Learning in the library can happen in so many differnt ways.

Monday, January 12, 2009

We've Got You Backed Up!

Such a simple thing, I don't know why I didn't think of it before.

Last week I completed a project that's been on the "to do" list for quite a while -- I re-routed and tidied all the computer cords and cables at the Library's main computer center. The routing is simpler and more logical (I think), and all the cords have been tagged with their computer's number, to make troubleshooting easier.

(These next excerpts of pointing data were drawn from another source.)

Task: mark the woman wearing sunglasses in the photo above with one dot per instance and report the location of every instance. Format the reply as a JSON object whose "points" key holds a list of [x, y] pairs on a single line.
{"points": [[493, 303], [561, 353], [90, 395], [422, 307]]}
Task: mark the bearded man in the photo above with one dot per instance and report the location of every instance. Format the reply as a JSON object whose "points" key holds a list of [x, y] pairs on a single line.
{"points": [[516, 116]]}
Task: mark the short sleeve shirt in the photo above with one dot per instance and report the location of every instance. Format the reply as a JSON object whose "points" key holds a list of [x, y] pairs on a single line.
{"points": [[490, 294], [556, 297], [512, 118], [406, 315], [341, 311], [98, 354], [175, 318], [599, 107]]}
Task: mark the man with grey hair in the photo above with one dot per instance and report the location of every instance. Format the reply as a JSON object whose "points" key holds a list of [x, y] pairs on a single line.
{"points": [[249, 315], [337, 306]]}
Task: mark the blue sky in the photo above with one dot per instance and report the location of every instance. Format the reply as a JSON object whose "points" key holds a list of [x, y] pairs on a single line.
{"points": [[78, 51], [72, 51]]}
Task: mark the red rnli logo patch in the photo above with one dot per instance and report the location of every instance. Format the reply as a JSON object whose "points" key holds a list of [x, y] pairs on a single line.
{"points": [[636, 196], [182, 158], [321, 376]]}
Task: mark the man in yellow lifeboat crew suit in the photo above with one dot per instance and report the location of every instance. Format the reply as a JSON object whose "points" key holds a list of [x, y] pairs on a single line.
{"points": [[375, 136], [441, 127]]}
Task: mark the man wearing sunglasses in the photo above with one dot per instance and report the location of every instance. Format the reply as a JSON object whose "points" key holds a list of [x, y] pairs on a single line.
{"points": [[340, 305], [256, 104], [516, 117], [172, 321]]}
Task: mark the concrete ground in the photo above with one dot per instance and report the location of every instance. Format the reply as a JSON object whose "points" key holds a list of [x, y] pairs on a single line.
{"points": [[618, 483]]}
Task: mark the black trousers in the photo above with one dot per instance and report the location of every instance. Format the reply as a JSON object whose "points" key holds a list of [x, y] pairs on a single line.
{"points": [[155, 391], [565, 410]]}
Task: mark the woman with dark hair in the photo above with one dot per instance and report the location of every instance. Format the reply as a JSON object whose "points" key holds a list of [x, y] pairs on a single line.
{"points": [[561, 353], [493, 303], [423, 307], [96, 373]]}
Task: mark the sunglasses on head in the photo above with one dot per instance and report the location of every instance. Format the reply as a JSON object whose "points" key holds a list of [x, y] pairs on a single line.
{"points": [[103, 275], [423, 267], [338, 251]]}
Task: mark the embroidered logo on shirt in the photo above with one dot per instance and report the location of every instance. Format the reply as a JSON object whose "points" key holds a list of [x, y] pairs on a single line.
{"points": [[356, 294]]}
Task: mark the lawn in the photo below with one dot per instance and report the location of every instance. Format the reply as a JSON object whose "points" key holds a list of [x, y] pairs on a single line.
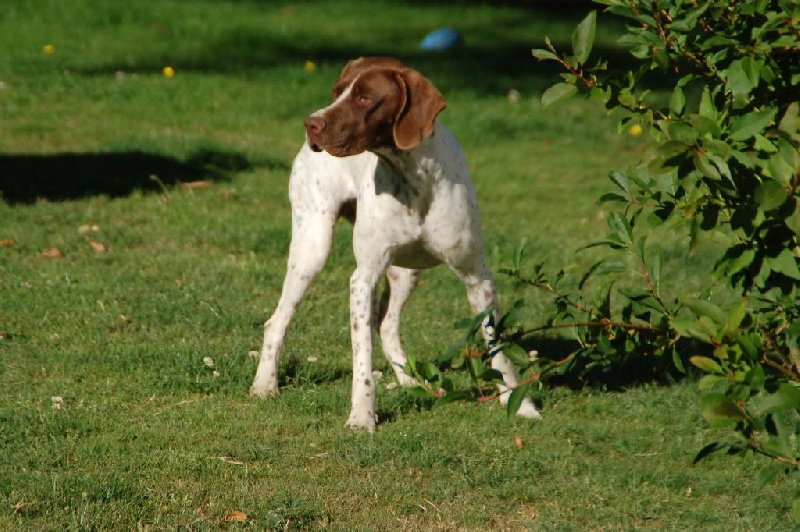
{"points": [[144, 224]]}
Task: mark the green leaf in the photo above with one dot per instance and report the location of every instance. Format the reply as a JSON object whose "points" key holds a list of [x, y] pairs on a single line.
{"points": [[517, 354], [785, 263], [736, 314], [770, 195], [689, 327], [709, 381], [718, 407], [707, 107], [558, 93], [786, 398], [704, 308], [746, 126], [583, 37], [789, 121], [543, 55], [708, 365], [515, 399], [677, 101]]}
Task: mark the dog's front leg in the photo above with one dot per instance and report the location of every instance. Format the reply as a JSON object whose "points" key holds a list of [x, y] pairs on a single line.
{"points": [[312, 234], [363, 284]]}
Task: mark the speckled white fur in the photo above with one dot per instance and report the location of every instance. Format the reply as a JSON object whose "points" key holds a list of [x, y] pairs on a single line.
{"points": [[416, 209]]}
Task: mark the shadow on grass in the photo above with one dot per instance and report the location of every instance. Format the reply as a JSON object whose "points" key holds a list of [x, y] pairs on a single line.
{"points": [[67, 176], [495, 62]]}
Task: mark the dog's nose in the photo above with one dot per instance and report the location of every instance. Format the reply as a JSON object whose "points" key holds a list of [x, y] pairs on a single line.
{"points": [[315, 125]]}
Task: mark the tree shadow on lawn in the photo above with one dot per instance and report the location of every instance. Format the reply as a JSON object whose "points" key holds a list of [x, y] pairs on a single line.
{"points": [[67, 176]]}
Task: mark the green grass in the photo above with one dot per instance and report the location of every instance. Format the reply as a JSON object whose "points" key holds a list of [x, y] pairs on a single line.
{"points": [[147, 436]]}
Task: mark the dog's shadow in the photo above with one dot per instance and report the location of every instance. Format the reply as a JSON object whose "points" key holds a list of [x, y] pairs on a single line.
{"points": [[25, 178]]}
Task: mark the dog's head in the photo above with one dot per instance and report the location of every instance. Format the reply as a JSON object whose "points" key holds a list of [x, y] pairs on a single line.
{"points": [[377, 103]]}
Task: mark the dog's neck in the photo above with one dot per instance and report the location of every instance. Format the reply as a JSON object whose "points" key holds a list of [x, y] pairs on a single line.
{"points": [[408, 162]]}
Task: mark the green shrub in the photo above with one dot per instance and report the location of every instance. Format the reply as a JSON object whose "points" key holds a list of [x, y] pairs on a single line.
{"points": [[716, 85]]}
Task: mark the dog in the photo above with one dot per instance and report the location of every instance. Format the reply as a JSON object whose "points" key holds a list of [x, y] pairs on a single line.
{"points": [[379, 157]]}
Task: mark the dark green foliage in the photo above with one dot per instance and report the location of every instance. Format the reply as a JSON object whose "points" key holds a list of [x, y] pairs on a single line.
{"points": [[716, 85]]}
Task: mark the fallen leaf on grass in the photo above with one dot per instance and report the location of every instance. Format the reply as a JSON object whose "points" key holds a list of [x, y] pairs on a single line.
{"points": [[52, 253], [191, 185], [99, 247], [235, 517]]}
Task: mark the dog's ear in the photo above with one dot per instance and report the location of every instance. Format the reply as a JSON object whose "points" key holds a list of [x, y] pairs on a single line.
{"points": [[423, 103]]}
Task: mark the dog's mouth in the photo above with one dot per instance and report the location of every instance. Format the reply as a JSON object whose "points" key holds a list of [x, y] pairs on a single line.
{"points": [[337, 149]]}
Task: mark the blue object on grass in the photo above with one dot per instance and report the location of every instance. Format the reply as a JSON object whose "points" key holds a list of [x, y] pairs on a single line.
{"points": [[441, 39]]}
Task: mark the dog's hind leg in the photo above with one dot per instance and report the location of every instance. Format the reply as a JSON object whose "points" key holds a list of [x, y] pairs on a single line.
{"points": [[400, 282], [482, 295]]}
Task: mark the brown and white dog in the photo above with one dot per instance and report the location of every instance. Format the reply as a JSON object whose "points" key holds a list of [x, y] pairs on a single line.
{"points": [[379, 150]]}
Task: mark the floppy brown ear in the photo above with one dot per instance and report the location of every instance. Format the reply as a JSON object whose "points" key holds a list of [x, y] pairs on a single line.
{"points": [[418, 114]]}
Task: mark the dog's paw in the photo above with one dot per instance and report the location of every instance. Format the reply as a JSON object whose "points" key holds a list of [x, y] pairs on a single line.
{"points": [[528, 410], [361, 421], [263, 391], [405, 380]]}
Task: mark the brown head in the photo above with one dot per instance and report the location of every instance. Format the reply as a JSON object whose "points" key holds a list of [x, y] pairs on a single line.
{"points": [[378, 103]]}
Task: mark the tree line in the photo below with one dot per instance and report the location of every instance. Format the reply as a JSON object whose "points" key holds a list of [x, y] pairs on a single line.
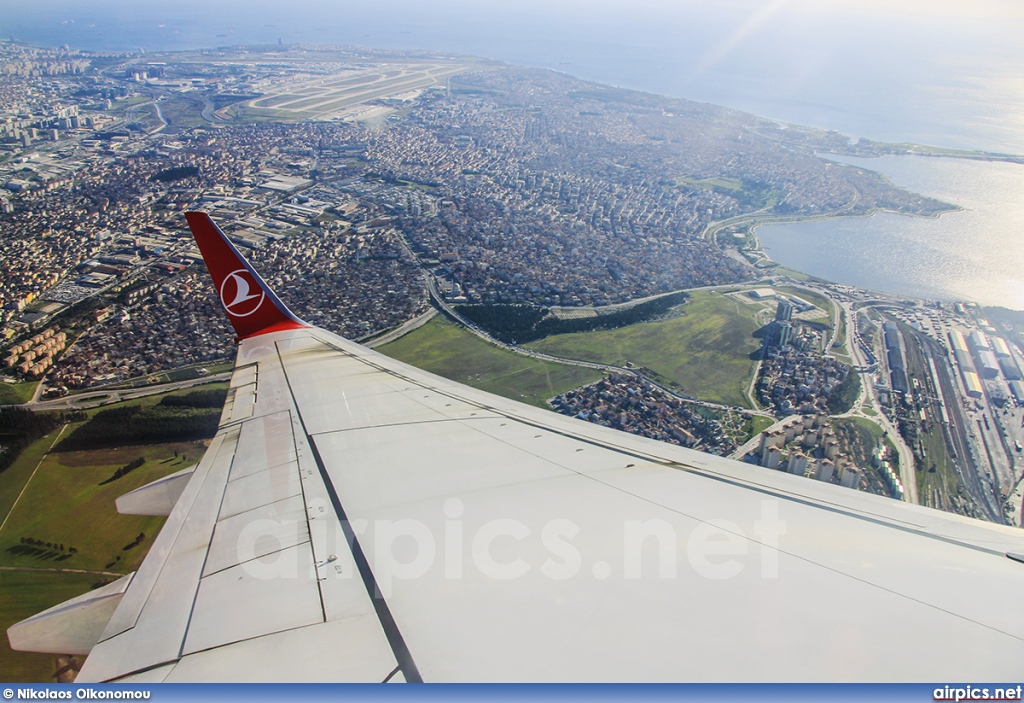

The best part is the addition of surge protector and battery backup units for all 8 workstations. Now, instead of losing everything when the power blips (as it inevitably does during spring thunderstorms), students will have time to save their files and quit after the warning "lights out" flash. It feels pretty bad to have 8 distressed students at the computers, and not a thing I can do to help. Who knew buying time could be so cheap and easy?

Tuesday, January 6, 2009

Oh Frabjous Day!

Calloo! Callay! I finally got this poem!

Have you ever thought you knew something, but what you really knew was about the something? All these years, I've known all about "Jabberwocky", and the nonsense words, and all that. But (I'm a little embarrassed to admit) I don't think I've ever really read it or had any idea that it might have a story to it at all. Until yesterday, with Kelly Fineman's post about teaching poetry to kids, and this YouTube clip.

And to think that galumphing is one of my favorite words. Sometimes all it takes is a little Muppet show.

Oh frabjous day! Calloo! Callay! Lifelong learning rocks!